DRM would have been bad for WikiLeaks.
If it worked, that is.
It does seem to me that discussions of the legality or illegality of what the publishers have done, what the participants in WikiLeaks have done, and of what the individual who allegedly leaked all the information did, are all really of secondary importance. The big issue is this: How is it possible that, with all the smart crypto and security experts at the disposal of the US government, such a large and diverse batch of classified data was made available in plaintext to one person without setting off alarms before it could be leaked? In this day and age, it seems to me that the biggest failure -- and the one that is most likely to go un-punished -- is that the expansion of both the amount of classified data and the number of people with clearances, has clearly and foreseeably exceeded the capabilities of the US government to effectively manage the human and physical elements of the system, but the government hasn't implemented a DRM system. It's not hard to conceive of how such a system would be implemented to provide convenient and reliable access to individual authorized users for specific documents while still providing strong protection for large batches of documents, No... it's not simple by any means, but work on such a system should have started a decade ago.
1. Henning Heinz11/30/2010 04:08:48 AM
Well the problem with DRM in the wild is that it almost always only bothers those who comply to the rules while those who don't just use a DRM free version.
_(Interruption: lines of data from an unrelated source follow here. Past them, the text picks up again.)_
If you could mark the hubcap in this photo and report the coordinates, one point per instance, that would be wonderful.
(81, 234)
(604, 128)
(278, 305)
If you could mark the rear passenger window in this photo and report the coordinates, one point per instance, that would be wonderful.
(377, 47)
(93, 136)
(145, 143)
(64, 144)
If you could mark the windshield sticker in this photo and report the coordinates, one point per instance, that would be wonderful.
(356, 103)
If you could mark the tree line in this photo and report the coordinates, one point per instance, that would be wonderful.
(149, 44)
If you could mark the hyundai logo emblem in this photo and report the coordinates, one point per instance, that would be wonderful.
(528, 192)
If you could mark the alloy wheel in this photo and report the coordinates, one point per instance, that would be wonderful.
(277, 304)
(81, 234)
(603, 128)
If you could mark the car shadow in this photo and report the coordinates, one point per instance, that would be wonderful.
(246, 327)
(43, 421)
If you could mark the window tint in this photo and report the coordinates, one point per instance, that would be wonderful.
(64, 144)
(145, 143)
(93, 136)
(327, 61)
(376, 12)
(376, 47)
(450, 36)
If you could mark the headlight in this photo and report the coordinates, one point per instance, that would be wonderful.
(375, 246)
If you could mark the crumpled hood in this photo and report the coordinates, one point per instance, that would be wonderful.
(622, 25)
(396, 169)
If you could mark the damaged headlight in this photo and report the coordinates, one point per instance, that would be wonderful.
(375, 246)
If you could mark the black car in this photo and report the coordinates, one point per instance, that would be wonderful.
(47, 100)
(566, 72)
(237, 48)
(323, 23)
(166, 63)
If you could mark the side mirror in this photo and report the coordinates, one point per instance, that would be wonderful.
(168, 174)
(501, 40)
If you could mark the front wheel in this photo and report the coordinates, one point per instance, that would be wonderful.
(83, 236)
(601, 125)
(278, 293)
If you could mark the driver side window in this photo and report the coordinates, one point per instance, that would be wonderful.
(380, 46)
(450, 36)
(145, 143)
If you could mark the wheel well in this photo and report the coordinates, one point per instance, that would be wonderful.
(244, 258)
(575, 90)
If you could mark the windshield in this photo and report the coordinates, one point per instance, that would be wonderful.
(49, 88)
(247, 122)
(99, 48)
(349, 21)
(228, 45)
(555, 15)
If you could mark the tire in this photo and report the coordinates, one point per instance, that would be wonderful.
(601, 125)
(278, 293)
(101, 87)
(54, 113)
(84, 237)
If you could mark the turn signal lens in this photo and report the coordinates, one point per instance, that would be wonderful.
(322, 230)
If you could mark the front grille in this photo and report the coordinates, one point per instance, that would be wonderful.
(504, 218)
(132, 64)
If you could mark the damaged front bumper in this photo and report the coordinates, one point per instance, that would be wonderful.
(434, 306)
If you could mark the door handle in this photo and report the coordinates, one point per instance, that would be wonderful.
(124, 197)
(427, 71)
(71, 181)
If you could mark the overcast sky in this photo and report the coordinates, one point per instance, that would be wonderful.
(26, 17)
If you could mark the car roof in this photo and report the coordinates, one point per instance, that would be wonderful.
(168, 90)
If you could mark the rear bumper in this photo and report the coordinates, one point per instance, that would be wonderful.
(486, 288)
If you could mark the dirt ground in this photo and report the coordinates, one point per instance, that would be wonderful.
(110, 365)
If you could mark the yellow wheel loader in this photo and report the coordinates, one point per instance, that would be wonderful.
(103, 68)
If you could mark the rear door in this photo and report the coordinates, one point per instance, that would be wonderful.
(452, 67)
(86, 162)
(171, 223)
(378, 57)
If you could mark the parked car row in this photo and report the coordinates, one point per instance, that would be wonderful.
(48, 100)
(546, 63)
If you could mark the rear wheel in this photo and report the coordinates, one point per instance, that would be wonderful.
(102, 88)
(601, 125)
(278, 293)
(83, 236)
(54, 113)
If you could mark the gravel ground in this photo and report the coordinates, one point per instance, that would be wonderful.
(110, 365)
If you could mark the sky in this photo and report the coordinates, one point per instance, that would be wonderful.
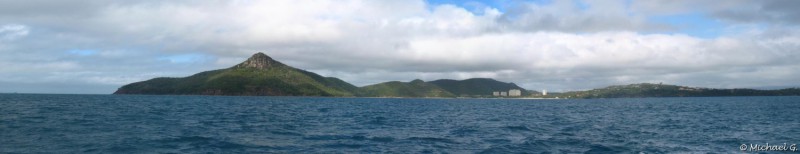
(96, 46)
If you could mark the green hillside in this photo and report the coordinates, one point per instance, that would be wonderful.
(260, 75)
(476, 87)
(416, 88)
(661, 90)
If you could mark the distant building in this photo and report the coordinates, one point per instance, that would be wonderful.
(514, 92)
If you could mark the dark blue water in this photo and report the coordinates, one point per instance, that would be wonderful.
(194, 124)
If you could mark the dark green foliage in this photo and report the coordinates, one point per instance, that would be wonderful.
(659, 90)
(416, 88)
(476, 87)
(271, 79)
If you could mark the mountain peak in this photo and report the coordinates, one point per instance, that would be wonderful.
(259, 61)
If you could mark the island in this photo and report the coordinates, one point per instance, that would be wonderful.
(260, 75)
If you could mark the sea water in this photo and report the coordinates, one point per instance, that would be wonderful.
(39, 123)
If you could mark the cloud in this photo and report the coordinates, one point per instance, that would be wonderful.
(13, 31)
(563, 45)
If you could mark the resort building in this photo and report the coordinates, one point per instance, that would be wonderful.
(514, 92)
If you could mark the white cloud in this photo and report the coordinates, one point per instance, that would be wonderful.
(13, 31)
(560, 46)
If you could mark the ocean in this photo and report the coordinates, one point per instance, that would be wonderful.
(44, 123)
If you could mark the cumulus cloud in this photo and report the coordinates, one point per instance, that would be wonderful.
(563, 45)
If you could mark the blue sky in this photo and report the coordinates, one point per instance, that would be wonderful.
(78, 46)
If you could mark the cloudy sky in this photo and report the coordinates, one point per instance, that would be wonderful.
(96, 46)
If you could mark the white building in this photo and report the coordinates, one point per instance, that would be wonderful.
(514, 92)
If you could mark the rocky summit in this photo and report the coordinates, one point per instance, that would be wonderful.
(259, 61)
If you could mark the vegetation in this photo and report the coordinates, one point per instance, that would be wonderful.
(260, 75)
(270, 78)
(476, 87)
(416, 88)
(661, 90)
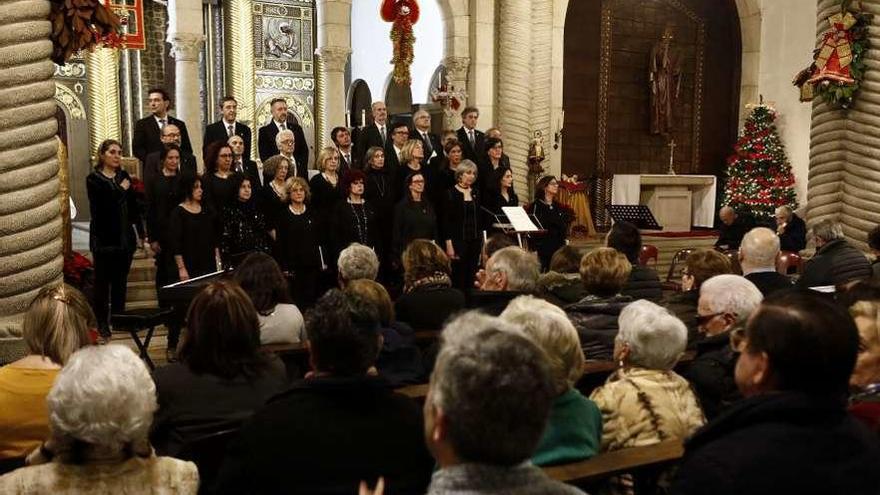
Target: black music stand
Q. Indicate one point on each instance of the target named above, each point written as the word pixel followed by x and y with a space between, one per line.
pixel 638 215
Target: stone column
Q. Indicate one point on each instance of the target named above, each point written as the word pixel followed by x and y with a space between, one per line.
pixel 456 77
pixel 185 33
pixel 30 223
pixel 515 86
pixel 334 59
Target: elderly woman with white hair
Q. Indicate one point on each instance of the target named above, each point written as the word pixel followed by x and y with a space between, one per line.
pixel 574 428
pixel 100 412
pixel 644 402
pixel 726 301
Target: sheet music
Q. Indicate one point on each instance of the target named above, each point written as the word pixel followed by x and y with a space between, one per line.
pixel 519 219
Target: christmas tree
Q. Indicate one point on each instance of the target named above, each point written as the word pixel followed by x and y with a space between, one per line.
pixel 759 177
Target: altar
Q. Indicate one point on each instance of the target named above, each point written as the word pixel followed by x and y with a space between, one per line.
pixel 678 202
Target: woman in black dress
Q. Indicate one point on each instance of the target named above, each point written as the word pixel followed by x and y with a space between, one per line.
pixel 244 226
pixel 354 219
pixel 462 228
pixel 414 217
pixel 273 197
pixel 115 217
pixel 220 189
pixel 297 249
pixel 325 186
pixel 554 218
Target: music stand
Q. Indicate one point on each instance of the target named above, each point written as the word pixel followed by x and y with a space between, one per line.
pixel 638 215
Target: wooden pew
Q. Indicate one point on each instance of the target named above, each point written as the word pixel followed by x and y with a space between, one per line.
pixel 617 462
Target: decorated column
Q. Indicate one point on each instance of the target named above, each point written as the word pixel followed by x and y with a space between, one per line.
pixel 515 85
pixel 186 38
pixel 30 223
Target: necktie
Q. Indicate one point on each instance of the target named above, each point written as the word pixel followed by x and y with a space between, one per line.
pixel 428 149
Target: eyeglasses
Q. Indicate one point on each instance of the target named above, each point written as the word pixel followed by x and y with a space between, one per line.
pixel 703 319
pixel 738 339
2. John Head11/30/2010 01:10:02 PM
Henning - this isn't a consumer case, its an internal at a very large company. A document DRM solution is pretty much required in the US for companies that are regulated by things such as Sarbanes-Oxley (SOX - finances) and HIPPA (health care). HIPPA has a component where you can go to jail for not taking proper care of patient personal data. There is no reason that those documents couldn't have a DRM statement that requires them to be read on a computer with a hardware component.
In the enterprise, sometimes you have to do what is best for th company and not what is best for the individual user. Reading the IM/emails of the person who leaked the Afghan documents, even a simple DRM system would have stopped him.
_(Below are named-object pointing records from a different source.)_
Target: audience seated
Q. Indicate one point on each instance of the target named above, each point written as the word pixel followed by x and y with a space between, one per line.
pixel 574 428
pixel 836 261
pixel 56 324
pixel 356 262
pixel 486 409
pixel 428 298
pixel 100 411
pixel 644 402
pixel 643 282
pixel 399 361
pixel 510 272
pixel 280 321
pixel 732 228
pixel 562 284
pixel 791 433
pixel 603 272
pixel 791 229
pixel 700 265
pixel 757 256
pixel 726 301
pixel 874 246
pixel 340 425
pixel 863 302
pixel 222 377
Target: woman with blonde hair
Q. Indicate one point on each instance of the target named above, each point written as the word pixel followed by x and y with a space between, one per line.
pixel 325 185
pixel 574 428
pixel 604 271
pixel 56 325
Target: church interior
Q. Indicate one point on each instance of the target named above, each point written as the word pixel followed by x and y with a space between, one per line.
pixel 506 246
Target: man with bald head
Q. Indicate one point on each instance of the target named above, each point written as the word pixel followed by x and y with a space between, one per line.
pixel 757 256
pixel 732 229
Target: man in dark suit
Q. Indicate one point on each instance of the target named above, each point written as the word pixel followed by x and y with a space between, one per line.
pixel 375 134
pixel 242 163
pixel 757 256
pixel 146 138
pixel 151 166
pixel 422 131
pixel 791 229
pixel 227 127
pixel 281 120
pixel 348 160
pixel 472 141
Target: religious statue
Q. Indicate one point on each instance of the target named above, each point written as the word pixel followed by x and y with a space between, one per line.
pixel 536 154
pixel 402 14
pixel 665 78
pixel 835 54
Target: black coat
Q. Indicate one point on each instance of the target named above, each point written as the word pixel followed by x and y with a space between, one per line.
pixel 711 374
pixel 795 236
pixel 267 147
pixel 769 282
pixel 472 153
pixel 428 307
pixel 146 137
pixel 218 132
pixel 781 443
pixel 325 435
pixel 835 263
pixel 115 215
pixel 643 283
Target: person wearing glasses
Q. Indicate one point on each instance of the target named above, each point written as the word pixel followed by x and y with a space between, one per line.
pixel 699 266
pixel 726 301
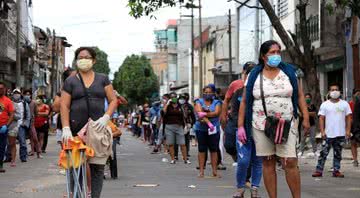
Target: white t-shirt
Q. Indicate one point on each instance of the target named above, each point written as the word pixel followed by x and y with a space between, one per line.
pixel 277 94
pixel 335 117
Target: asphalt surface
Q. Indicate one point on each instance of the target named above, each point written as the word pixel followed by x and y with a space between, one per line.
pixel 40 178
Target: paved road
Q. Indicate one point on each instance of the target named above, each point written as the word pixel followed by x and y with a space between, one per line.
pixel 40 178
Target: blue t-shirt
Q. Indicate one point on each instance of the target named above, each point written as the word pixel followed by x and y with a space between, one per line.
pixel 215 120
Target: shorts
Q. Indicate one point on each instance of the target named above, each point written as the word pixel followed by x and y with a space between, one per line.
pixel 43 129
pixel 58 135
pixel 13 132
pixel 174 134
pixel 230 137
pixel 206 141
pixel 265 147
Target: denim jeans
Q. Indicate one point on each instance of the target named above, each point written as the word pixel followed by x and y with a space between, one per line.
pixel 22 143
pixel 337 144
pixel 246 153
pixel 312 139
pixel 3 143
pixel 97 179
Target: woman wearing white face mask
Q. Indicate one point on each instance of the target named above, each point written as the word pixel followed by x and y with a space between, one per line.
pixel 83 97
pixel 270 103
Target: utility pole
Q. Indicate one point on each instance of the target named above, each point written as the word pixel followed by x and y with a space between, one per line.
pixel 257 18
pixel 52 83
pixel 18 43
pixel 230 49
pixel 192 53
pixel 200 51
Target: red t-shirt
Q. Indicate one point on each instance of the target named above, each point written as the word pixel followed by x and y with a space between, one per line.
pixel 41 120
pixel 235 85
pixel 6 107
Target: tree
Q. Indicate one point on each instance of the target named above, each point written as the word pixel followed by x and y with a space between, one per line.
pixel 102 63
pixel 304 59
pixel 136 80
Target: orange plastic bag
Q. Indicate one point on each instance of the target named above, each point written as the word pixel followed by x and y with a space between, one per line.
pixel 74 145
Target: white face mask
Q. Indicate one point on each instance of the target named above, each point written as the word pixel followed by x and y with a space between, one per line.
pixel 182 101
pixel 335 94
pixel 84 64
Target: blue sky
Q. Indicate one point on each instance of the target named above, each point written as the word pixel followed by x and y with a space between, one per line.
pixel 106 24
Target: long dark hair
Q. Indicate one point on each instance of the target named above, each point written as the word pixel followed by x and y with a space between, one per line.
pixel 264 49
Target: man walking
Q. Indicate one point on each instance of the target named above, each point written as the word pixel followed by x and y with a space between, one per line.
pixel 335 124
pixel 6 117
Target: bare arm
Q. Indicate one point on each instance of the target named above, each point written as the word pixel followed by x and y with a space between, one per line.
pixel 11 118
pixel 241 119
pixel 322 125
pixel 65 108
pixel 223 117
pixel 110 95
pixel 348 125
pixel 56 104
pixel 216 113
3. John James11/30/2010 01:49:55 PM
I heard an interviewer on the radio ask how many people had access to that and similar data. 2.5 million or so.
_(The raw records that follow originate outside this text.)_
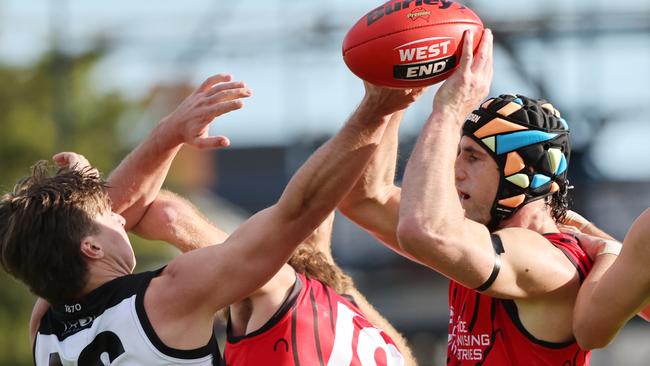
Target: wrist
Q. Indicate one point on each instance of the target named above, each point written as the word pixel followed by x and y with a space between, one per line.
pixel 166 134
pixel 372 110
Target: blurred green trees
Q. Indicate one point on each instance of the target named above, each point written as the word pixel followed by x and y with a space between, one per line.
pixel 50 106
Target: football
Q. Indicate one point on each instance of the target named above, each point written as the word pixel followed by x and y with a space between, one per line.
pixel 409 43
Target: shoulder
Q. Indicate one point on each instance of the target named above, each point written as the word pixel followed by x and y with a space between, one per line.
pixel 531 265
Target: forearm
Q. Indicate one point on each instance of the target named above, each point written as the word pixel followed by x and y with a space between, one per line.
pixel 172 219
pixel 595 321
pixel 373 203
pixel 430 203
pixel 135 183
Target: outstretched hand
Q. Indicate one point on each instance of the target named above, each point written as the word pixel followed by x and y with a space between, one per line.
pixel 470 83
pixel 217 95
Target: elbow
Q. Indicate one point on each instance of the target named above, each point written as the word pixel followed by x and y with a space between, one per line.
pixel 418 239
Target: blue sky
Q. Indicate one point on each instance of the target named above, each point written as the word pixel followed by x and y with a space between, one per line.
pixel 288 51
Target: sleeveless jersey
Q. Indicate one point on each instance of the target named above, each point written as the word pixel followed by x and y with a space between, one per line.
pixel 110 326
pixel 484 330
pixel 315 326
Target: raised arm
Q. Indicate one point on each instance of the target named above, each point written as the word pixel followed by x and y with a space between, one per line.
pixel 174 220
pixel 259 247
pixel 616 288
pixel 135 183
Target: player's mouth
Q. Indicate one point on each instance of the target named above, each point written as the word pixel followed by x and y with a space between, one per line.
pixel 462 196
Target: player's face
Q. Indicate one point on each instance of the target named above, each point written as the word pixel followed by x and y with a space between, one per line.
pixel 477 180
pixel 114 240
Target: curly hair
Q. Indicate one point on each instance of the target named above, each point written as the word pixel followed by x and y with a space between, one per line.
pixel 42 223
pixel 308 260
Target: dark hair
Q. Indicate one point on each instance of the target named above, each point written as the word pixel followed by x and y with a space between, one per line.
pixel 42 223
pixel 559 203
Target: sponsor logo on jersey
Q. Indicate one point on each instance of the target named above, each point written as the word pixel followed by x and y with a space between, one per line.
pixel 72 308
pixel 473 117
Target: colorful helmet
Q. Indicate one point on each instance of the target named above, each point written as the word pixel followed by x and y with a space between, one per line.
pixel 529 141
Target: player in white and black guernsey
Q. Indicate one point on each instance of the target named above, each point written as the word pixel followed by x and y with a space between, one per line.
pixel 64 235
pixel 113 318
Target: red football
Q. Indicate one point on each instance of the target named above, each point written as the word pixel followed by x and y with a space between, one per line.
pixel 409 43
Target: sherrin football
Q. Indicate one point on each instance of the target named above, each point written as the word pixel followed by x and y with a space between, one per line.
pixel 409 43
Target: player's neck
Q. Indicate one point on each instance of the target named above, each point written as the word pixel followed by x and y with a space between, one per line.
pixel 535 216
pixel 99 274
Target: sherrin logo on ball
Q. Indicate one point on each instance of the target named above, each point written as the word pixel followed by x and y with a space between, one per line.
pixel 409 43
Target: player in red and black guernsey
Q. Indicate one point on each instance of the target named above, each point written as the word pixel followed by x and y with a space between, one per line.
pixel 309 313
pixel 62 237
pixel 482 195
That's a lot of monitoring to perform to figure out who is the bad apple, and who isn't. I think what is killing them is the scope of the monitoring to be done.
4. Henning Heinz11/30/2010 07:18:51 PM
No it is not a consumer case but I still don't believe that DRM would change much besides that DRM vendors could make some money.
Probably a much better method avoiding information leaks is to just stop recording everything people say, write or do.
Don't get me wrong. I have nothing against implementing DRM in this case. I just don't believe it would change much.